Weird bahaviour from shlex - line no

Sat Sep 28 10:52:34 EDT 2013

Dave Angel wrote:

> On 28/9/2013 02:26, Daniel Stojanov wrote:
> 
>> Can somebody explain this. The line number reported by shlex depends
>> on the previous token. I want to be able to tell if I have just popped
>> the last token on a line.
>>
> 
> I agree that it seems weird.  However, I don't think you have made
> clear why it's not what you (and I) expect.
> 
> import shlex
> 
> def parseit(string):
>     print
>     print "Parsing -", string
>     first = shlex.shlex(string)
>     token = "dummy"
>     while token:
>         token = first.get_token()
>         print token, " -- line", first.lineno
> 
> parseit("word1 word2\nword3")     #first
> parseit("word1 word2,\nword3")    #second
> parseit("word1 word2,word3\nword4")
> parseit("word1 word2+,?\nword3")
> 
> This will display the lineno attribute for every token.
> 
> shlex is documented at:
> 
> http://docs.python.org/2/library/shlex.html
> 
> And lineno is documented on that page as:
> 
> """shlex.lineno
> Source line number (count of newlines seen so far plus one).
> """
> 
> It's not at all clear what "seen so far" is intended to mean, but in
> practice, the line number is incremented for the last token on the
> line. Thus your first example
> 
> Parsing - word1 word2
> word3
> word1  -- line 1
> word2  -- line 2
> word3  -- line 2
>   -- line 2
> 
> word2 has the incremented line number.
> 
> But when the token is neither whitespace nor ASCII letters, then it
> doesn't increment lineno.  Thus second example:
> 
> Parsing - word1 word2,
> word3
> word1  -- line 1
> word2  -- line 1
> ,  -- line 1                      #we would expect this to be "line 2"
> word3 -- line 2 -- line 2
> 
> Anybody else have some explanation 

The explanation seems obvious: a word may be continued by the next character 
if that is in wordchars, so the parser has to look at that character. If it 
happens to be '\n' the lineno is immediately incremented. Non-wordchars are 
returned as single characters, so there is no need to peek ahead and the 
lineno is not altered.

In short: this looks like an implementation accident. 

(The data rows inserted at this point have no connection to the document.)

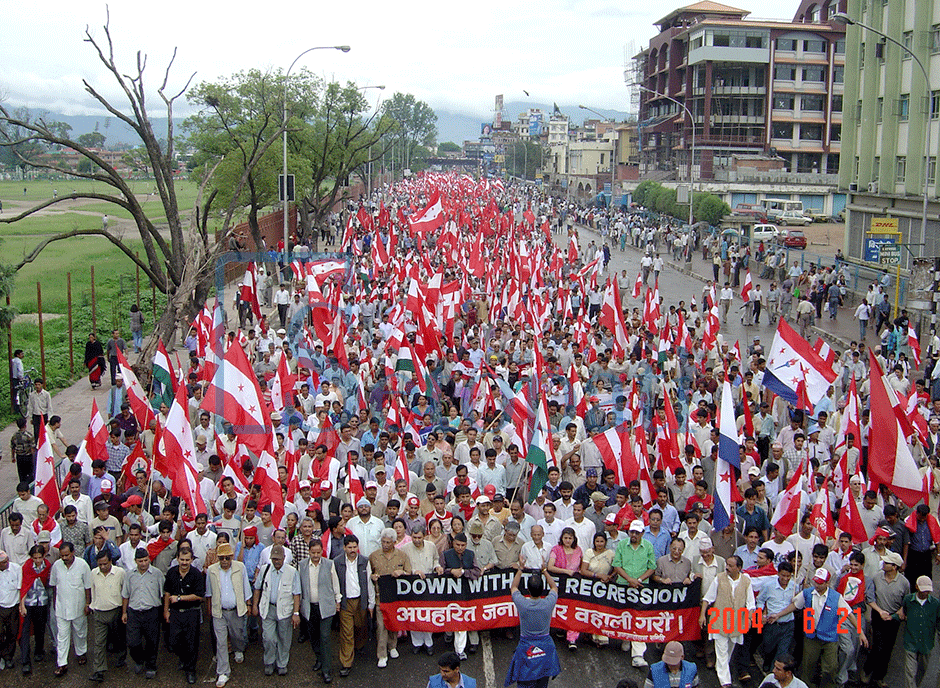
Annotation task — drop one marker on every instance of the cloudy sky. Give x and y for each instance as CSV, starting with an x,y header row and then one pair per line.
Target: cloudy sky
x,y
455,56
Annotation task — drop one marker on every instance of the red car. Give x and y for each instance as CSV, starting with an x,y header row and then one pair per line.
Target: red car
x,y
792,238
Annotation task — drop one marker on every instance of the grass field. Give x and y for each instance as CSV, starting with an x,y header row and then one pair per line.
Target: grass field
x,y
115,275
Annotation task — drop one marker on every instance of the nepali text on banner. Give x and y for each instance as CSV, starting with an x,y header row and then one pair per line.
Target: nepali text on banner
x,y
655,613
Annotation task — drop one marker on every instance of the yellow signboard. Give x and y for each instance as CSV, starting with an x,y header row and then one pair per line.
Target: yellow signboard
x,y
884,225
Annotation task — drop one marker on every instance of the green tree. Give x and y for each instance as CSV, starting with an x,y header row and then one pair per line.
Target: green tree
x,y
709,208
237,117
180,258
412,123
92,139
339,140
523,159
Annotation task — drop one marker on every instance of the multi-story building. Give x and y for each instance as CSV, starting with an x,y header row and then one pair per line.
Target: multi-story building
x,y
887,154
753,87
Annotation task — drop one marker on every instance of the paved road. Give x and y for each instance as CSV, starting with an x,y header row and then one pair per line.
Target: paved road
x,y
683,281
589,667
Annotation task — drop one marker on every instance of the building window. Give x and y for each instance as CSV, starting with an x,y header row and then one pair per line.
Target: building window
x,y
904,107
811,103
814,74
814,45
810,132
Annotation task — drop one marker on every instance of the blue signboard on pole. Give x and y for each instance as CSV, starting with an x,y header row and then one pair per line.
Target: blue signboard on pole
x,y
873,246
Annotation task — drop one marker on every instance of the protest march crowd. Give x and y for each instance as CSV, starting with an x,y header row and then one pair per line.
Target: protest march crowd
x,y
462,395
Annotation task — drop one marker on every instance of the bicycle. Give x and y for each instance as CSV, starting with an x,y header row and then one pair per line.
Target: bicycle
x,y
21,391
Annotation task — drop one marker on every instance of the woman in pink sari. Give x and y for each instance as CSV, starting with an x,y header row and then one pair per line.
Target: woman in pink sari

OP: I don't see a usecase for the current behaviour -- I suggest that you 
file a bug report.

> or advice for Daniel, other than
> preprocessing the string by stripping any non letters off the end of the
> line?

The following gives the tokens' starting line for your examples

def shlexiter(s):
    p = shlex.shlex(s)
    p.whitespace = p.whitespace.replace("\n", "")
    while True:
        lineno = p.lineno
        token = p.get_token()
        if not token:
            break
        if token == "\n":
            continue
        yield lineno, token

def parseit(string):
    print("Parsing - {!r}".format(string))
    for lineno, token in shlexiter(string):
        print("{:3} {!r}".format(lineno, token))
    print("")

but I have no idea about the implications for more complex input.